The Lethal Mutation of Retrieval Practice
Five ways to get retrieval practice wrong and reflections on a new study which shows that when material is complex, retrieval can stop being a desirable difficulty and start being an undesirable one.
For decades, the testing effect has been one of the most reliable findings in the science of learning. It is now the darling of the new evidence-informed movement, the miracle treatment that promises deeper learning simply by asking students to bring information to mind. And for novices tackling well-defined material, it works. Repeatedly.
But like most ideas in education that reach canonical status, the story is incomplete. Even tried and tested methods can be applied in a way that is not supported by the evidence. A new study complicates the established narrative and forces us to examine a question that rarely gets asked: Does retrieval practice work with all types of knowledge? what about when students are dealing with genuinely complex material that has many interacting elements?
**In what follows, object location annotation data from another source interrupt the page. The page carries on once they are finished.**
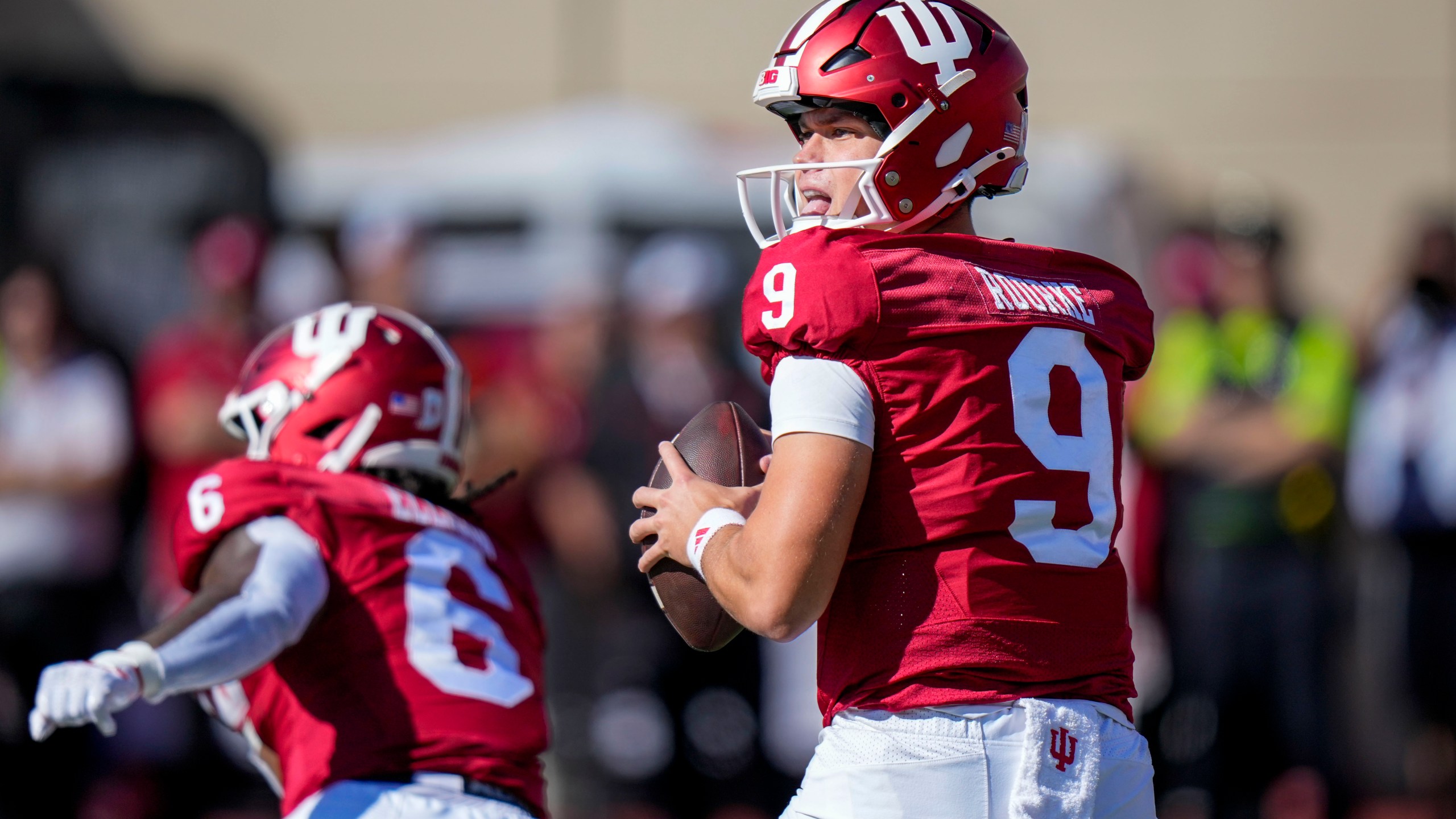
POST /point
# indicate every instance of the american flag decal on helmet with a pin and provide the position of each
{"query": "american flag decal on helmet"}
(404, 404)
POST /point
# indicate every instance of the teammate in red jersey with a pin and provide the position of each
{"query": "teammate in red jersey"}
(947, 419)
(391, 653)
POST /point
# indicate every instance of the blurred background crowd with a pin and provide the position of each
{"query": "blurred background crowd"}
(551, 184)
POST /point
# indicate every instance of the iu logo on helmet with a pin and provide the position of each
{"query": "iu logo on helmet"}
(938, 48)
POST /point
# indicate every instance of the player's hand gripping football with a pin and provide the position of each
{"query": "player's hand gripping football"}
(85, 691)
(682, 504)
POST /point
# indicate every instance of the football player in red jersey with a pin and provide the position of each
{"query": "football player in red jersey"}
(391, 653)
(947, 420)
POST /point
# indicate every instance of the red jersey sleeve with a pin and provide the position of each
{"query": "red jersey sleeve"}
(222, 499)
(812, 295)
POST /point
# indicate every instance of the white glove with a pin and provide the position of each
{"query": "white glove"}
(91, 691)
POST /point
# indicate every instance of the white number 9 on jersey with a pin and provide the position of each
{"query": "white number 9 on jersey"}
(778, 289)
(1091, 452)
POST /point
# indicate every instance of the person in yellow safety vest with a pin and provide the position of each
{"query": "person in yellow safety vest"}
(1242, 416)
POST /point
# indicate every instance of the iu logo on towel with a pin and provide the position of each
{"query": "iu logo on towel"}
(1064, 748)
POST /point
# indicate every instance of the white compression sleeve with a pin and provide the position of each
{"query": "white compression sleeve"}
(276, 605)
(820, 395)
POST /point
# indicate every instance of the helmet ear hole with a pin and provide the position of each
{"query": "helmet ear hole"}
(845, 59)
(322, 431)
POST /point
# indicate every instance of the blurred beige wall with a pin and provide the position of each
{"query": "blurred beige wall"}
(1347, 110)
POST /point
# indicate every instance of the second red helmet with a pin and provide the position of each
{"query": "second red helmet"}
(350, 388)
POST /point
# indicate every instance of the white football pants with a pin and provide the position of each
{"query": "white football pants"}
(402, 800)
(926, 764)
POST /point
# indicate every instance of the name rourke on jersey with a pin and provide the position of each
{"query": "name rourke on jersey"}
(1017, 295)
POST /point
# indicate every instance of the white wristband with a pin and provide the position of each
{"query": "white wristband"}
(704, 531)
(144, 660)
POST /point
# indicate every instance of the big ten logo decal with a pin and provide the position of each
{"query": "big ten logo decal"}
(778, 289)
(937, 48)
(1064, 748)
(331, 337)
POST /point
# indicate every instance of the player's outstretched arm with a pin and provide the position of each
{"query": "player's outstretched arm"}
(776, 573)
(258, 594)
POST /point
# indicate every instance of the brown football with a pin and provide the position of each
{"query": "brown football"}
(723, 445)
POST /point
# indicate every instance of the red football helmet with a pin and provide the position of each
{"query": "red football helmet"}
(942, 85)
(353, 387)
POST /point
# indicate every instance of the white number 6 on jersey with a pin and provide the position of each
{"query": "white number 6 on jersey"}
(436, 615)
(1091, 452)
(778, 289)
(204, 503)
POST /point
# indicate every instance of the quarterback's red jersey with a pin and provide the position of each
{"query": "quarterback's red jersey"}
(981, 568)
(425, 656)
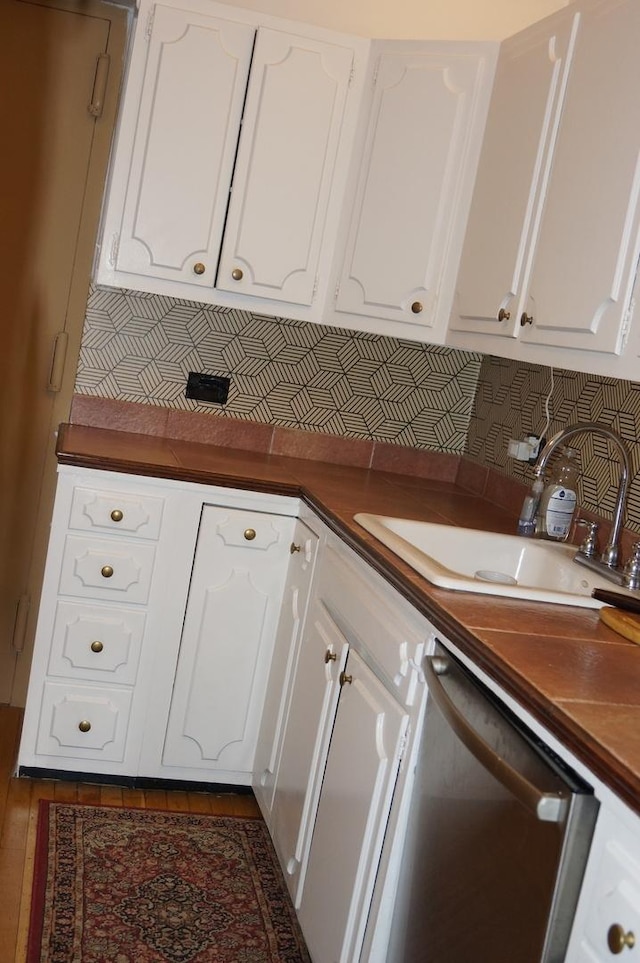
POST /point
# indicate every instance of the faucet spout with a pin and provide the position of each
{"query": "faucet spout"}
(611, 555)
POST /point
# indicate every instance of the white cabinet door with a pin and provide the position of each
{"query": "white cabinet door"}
(229, 629)
(352, 816)
(526, 105)
(585, 264)
(415, 177)
(305, 744)
(286, 652)
(186, 132)
(290, 135)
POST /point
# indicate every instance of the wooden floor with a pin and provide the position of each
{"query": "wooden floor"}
(18, 813)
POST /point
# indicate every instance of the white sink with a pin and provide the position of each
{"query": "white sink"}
(470, 560)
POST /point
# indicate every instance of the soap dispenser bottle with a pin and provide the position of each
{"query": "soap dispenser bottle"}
(559, 499)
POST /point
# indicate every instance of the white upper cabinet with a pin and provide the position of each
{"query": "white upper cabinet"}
(573, 256)
(286, 157)
(413, 179)
(227, 156)
(512, 174)
(177, 185)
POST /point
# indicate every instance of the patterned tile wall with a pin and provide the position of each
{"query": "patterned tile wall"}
(510, 403)
(140, 347)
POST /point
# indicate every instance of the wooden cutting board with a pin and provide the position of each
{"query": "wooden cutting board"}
(625, 623)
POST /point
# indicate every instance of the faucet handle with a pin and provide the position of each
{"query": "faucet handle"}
(631, 570)
(589, 547)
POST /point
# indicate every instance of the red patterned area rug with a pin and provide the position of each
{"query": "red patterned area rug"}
(140, 886)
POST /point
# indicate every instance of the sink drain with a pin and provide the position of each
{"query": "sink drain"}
(486, 575)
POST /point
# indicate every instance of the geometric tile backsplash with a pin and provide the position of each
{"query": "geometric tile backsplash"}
(140, 347)
(510, 403)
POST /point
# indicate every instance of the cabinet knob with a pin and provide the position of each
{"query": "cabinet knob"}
(617, 939)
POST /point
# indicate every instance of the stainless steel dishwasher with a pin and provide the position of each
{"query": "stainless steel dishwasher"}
(498, 835)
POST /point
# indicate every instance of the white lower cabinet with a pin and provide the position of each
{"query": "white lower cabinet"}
(156, 626)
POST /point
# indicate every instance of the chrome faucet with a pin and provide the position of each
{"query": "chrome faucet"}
(608, 562)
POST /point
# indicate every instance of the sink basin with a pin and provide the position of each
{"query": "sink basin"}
(470, 560)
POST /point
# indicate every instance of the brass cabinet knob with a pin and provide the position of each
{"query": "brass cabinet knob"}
(617, 939)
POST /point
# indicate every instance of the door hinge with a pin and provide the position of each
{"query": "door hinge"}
(20, 624)
(113, 252)
(96, 104)
(58, 359)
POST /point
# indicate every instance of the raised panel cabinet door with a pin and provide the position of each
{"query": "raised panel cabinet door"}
(229, 629)
(306, 741)
(303, 553)
(582, 278)
(357, 790)
(286, 157)
(526, 105)
(414, 184)
(184, 145)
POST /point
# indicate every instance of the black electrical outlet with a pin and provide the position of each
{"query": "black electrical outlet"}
(211, 388)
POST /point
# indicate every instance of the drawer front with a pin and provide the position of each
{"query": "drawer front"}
(101, 644)
(117, 512)
(374, 621)
(83, 722)
(106, 569)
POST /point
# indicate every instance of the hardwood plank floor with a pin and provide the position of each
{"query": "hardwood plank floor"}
(18, 817)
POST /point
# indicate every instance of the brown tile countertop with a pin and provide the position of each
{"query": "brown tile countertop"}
(577, 677)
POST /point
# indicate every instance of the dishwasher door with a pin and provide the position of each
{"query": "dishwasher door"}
(498, 835)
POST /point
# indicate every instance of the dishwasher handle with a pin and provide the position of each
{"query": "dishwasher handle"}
(547, 807)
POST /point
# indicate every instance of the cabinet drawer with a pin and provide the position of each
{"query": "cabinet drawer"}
(96, 643)
(372, 617)
(126, 512)
(83, 722)
(106, 568)
(616, 901)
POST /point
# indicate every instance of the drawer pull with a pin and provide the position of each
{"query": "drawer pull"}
(617, 939)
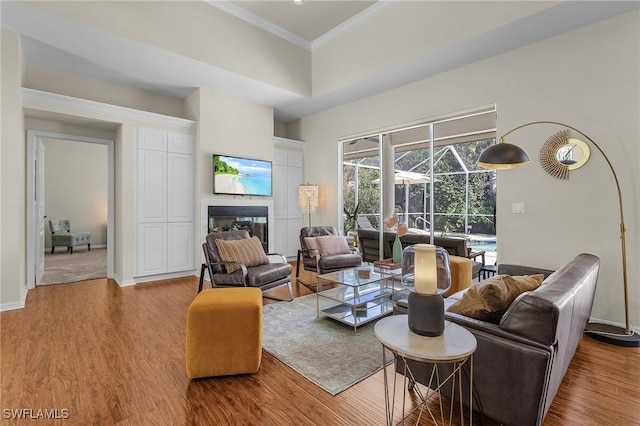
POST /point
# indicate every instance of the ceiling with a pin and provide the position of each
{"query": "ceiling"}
(309, 20)
(307, 25)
The answer, it turns out, is not as straightforward as many would like to believe.
The Study: Does Retrieval Practice Work With Complex Material?
In this new study, Redifer and colleagues (2025) gave 213 undergraduates something rarely seen in testing effect research: genuinely difficult material. Not word pairs. Not a three paragraph passage. A published psychology journal article, 2500 words, Flesch Kincaid reading level 13.5. The kind of thing students actually encounter in university courses.
After reading, participants either reread the article or engaged in retrieval practice: free recall, practice quizzes, generating their own test questions. One week later, everyone took a final test. The result: nothing. No difference between conditions. Retrieval practice produced no advantage whatsoever.
But here’s the thing: cognitive load fully mediated the effect. Students in the retrieval conditions reported higher mental effort, and that effort predicted worse performance. The retrieval practice was not strengthening memory. It was overwhelming it.
Bayesian analysis suggested the null result was approximately seven times more likely than a meaningful group difference. This was not a case of insufficient power or ambiguous findings. The testing effect, under these conditions, simply did not appear.
This study confirms a suspicion I have had for a while, which is that because it’s not fully understood, retrieval practice is rapidly becoming a lethal mutation. In simple terms, this means the distortion of a practice with good evidence to support it in the laboratory but then gets misapplied in the field and becomes a pale imitation of its former self.
A lethal mutation is an idea or a practice that is prompted by sound scientific evidence, but is implemented in a way that reduces, or even completely negates, its effectiveness.
Over the last few years, I’ve been noticing more and more examples of retrieval being used in ways that extend well beyond what the evidence supports. One-off quizzes at the start of every lesson which are forgotten within a week. Poorly designed flashcard apps pushed as the solution to retention problems. “Retrieval grids” and “brain dumps” deployed as all-purpose learning tools, regardless of what students are learning or how far along they are in understanding it. And worst of all, kids retrieving random facts from an incoherent curriculum.
The enthusiasm is understandable. When a finding replicates as reliably as the testing effect, it’s tempting to generalise. If quizzing works for vocabulary, why not for literary analysis? If it works for historical dates, why not for historical causation? If it works after students have studied something, why not as a way of studying it in the first place?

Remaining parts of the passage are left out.